M. Boyd se souvient avoir pensé : « C’est une bonne idée que nous pourrions utiliser avec le graphène ! Nous pouvons d’abord fabriquer des particules invitées de graphène – des nanoparticules encapsulées de graphène (GEN) – à l’aide de notre méthode à température ambiante, puis en recouvrir à sec une très petite quantité (1 % en poids) sur le matériau de la cathode hôte, de sorte que le graphène recouvre et protège efficacement la cathode ».
Le revêtement à sec de la cathode avec un composite de graphène s’est avéré efficace en laboratoire. Le revêtement de graphène a fortement réduit le TMD, doublé simultanément la durée de vie des piles et permis aux piles de fonctionner dans une plage de températures un peu plus large que ce qui était possible auparavant. Ce résultat a surpris les chercheurs. On supposait que seul un revêtement continu pouvait supprimer les TMD et qu’un revêtement sec composé de particules ne le pouvait pas. En outre, le graphène étant une forme de carbone, il est largement disponible et respectueux de l’environnement.
Cette méthode présente des avantages supplémentaires pour l’industrie des batteries. « Les usines de fabrication de batteries sont très coûteuses. Beaucoup d’argent y a été investi », conclut M. Boyd. « Il est donc très important que les technologies de batteries améliorées soient évolutives et puissent s’intégrer dans les flux de travail de la fabrication de batteries existante. Nous pouvons prendre presque n’importe quel matériau de cathode, y ajouter une petite quantité de notre GEN, le faire tourner pendant quelques minutes dans le mélangeur à sec, et cela réduira la dissolution du métal de transition et améliorera la capacité du taux de charge ».
« Il s’agit également d’une avancée pour les technologies de revêtement en général », ajoute M. Boyd. « Il ouvre de nombreuses possibilités pour l’utilisation des revêtements secs. »

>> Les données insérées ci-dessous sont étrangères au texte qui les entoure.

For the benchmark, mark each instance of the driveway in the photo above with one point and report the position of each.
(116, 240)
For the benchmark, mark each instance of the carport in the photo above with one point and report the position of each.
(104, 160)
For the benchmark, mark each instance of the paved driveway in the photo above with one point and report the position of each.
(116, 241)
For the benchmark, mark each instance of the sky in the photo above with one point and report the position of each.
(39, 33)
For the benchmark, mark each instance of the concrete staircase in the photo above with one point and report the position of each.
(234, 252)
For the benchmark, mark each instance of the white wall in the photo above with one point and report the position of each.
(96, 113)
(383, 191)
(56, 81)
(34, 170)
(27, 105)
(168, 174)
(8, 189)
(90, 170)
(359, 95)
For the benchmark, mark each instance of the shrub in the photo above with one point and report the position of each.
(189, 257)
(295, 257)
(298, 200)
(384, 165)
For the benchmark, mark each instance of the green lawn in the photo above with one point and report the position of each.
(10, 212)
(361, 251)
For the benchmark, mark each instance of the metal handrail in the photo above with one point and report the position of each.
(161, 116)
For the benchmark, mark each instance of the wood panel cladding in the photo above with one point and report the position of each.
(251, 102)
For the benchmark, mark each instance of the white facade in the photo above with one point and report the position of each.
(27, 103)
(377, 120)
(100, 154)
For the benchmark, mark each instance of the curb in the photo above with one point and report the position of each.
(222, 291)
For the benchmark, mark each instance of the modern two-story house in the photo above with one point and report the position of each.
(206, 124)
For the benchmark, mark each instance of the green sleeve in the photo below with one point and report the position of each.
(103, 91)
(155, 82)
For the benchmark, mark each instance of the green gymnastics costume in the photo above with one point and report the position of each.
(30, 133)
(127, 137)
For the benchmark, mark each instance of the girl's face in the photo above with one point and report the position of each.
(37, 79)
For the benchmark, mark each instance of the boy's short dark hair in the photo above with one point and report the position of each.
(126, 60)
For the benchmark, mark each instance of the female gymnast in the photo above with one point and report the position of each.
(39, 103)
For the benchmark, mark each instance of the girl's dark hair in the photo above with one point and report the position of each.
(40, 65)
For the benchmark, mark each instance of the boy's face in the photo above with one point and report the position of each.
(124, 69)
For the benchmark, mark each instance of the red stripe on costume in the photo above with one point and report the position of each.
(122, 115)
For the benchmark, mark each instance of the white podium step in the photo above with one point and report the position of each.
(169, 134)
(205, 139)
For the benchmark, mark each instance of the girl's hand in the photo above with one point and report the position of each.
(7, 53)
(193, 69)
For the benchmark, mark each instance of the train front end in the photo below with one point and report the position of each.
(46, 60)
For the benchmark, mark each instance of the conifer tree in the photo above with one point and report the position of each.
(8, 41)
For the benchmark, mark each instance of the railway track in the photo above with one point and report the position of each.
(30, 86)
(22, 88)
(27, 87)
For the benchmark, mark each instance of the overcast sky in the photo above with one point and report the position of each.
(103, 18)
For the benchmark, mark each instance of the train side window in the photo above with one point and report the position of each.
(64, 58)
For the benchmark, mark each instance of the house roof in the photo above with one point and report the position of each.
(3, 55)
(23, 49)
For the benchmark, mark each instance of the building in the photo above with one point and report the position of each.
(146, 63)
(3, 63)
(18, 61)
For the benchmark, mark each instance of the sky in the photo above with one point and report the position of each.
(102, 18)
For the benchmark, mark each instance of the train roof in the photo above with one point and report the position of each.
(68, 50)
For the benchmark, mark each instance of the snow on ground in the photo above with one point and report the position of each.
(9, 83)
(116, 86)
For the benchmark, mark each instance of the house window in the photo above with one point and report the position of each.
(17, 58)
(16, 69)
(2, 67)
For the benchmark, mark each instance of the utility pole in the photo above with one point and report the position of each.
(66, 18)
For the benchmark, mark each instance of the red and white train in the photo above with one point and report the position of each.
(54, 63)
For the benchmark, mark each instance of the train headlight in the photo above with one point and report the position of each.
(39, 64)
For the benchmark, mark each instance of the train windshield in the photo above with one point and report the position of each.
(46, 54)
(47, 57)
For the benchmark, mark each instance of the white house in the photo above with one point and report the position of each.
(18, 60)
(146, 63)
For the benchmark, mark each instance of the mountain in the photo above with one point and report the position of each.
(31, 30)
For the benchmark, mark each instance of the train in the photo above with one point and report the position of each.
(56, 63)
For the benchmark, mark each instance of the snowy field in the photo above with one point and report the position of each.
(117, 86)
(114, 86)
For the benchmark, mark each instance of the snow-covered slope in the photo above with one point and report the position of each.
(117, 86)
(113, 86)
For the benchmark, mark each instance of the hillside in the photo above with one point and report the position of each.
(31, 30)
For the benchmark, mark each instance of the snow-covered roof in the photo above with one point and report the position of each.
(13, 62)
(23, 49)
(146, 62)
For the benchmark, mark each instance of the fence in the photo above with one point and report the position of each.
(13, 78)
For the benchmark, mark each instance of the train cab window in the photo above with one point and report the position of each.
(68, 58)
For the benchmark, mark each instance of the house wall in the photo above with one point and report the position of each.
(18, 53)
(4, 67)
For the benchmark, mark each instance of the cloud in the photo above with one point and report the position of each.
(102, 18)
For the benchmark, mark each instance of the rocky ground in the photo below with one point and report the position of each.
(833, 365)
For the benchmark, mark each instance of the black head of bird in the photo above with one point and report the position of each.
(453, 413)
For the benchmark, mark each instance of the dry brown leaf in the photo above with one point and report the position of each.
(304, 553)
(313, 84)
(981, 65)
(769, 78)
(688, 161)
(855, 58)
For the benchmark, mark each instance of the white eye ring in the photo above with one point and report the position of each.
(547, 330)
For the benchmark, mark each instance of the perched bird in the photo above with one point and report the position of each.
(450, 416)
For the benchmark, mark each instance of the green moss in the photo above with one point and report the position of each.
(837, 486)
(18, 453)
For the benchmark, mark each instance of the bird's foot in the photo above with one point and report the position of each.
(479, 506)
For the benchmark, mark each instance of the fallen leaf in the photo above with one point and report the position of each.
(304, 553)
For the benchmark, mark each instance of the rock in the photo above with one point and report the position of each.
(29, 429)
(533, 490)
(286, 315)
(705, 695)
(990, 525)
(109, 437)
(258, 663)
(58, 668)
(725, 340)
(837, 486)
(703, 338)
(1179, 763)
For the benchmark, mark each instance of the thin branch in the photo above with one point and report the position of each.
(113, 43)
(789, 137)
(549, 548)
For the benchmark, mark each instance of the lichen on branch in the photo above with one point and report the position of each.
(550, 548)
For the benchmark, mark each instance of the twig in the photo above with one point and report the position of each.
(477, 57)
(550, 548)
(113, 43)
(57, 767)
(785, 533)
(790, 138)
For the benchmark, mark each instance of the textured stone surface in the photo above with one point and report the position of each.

L’article détaillant cette recherche est intitulé « Suppression of Transition Metal Dissolution in Mn-Rich Layered Oxide Cathodes with Graphene Nanocomposite Dry Coatings » (Suppression de la dissolution des métaux de transition dans les cathodes d’oxyde stratifié riches en Mn avec des revêtements secs de nanocomposite de graphène) et a été publié le 1er novembre 2024 dans le Journal of The Electrochemical Society. Les coauteurs sont Boyd, Fultz, Cullen M. Quine (PhD ’23), Channing Ahn, chercheur au Caltech, West et Jasmina Pasalic au JPL. La recherche a été soutenue par des dons de Lewis et Diane van Amerongen et de Charles Fairchild. L’équipement a été fourni par Graph Energy Inc. Les expériences menées au JPL ont été soutenues par la NASA.